Hip Hip Hooray for Biomedical Engineering!
“Gentlemen, we can rebuild him. We have the technology.” In 1974, Biomedical Engineering and a bit of Science Fiction entertained viewers of TV’s Bionic Man series. So, those of you who did not have the good fortune to be around when this program was on TV (your loss – but check out YouTube to see what you missed), astronaut Steve Austin was critically injured in a crash landing and was rebuilt with robotics. His new legs let him run at 60 mph, his arm had super-human strength, and the bionic eye gave him a 20:1 zoom lens and night vision.

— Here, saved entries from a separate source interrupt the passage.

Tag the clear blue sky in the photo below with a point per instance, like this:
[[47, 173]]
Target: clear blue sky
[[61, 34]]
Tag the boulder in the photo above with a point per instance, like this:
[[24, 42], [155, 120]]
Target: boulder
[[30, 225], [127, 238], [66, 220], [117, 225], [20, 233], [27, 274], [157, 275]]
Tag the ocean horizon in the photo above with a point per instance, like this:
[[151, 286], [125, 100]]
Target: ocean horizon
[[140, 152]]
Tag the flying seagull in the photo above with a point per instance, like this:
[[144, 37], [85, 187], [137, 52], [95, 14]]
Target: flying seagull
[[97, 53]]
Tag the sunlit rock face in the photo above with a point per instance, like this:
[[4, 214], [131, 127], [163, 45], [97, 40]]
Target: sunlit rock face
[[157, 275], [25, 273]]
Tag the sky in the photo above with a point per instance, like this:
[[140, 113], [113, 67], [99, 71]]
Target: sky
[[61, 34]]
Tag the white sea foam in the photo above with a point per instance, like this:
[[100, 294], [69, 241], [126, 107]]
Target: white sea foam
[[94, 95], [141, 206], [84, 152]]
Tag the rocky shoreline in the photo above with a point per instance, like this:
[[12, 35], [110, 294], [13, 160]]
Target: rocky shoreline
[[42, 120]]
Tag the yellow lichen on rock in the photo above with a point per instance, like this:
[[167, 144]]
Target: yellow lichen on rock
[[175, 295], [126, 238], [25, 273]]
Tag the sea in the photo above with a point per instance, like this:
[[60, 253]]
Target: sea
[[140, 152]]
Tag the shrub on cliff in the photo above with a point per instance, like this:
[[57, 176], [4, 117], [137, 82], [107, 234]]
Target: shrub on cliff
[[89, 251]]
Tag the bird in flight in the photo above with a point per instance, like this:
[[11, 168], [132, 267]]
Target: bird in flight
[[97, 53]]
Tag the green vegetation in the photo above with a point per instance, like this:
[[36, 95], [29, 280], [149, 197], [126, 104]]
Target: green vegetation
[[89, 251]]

The opening continued, “Better than he was before – Better… Stronger… Faster.” While “stronger” and “faster” are great outcomes after an accident, for most being “better” is just fine. Medical technology and biomedical engineering helps to make that possible. Medical doctors and researchers familiar with the human body work with scientists and engineers to figure out a solution to a problem. Biomedical Engineers use their practical knowledge of physics, mechanics, electrical engineering, and computer science to take the ideas on paper and make them real. Last year, CNN Money listed Biomedical Engineer as the #1 Best Job in America (http://money.cnn.com/pf/best-jobs/2012/snapshots/index.html).
Engineering and science have partnered with medicine from the beginning. Long before the Bionic Man, people engineered new limbs to replace those lost. The earliest example is a Mummy’s prosthetic toe discovered in Egypt. Craftsmen were the earliest engineers and their designs created some amazingly complex ancient medical equipment discovered in the ruins of Pompeii (see link below). Yet, the hollow s-shaped catheter, a tube typically used to drain the bladder, was very simple. The common catheter has an interesting story, though. This s-shaped metal tube design remained unchanged for hundreds of years. However, Benjamin Franklin recognized his brother’s discomfort from using rigid device to drain his bladder and remove kidney stones. In 1752, Franklin worked with a silversmith to make a new catheter design of shorter tubes that were hinged to be flexible.
Sometimes, it was the advancement in science that created a new medical technique. The German physicist Wilhelm Röntgen is credited with a notable advancement in medicine – his discovery in 1895, that a new type of ray could pass through human skin and tissue but not bone. He produced the first X-ray radiographic image of his wife’s hand and received the Nobel Prize in Physics for his contribution to science.
Medical technology and medical devices are big businesses and part of a growing modern medical industry. The medical equipment you find in home, at the doctor’s office, and in the hospital owe their existence to science and engineering. Amazing new surgical techniques are possible because of new tools. Surgeons can use smaller incisions with a digital video to help guide their work. Advances in medicine though science and engineering are helping get people back on their feet.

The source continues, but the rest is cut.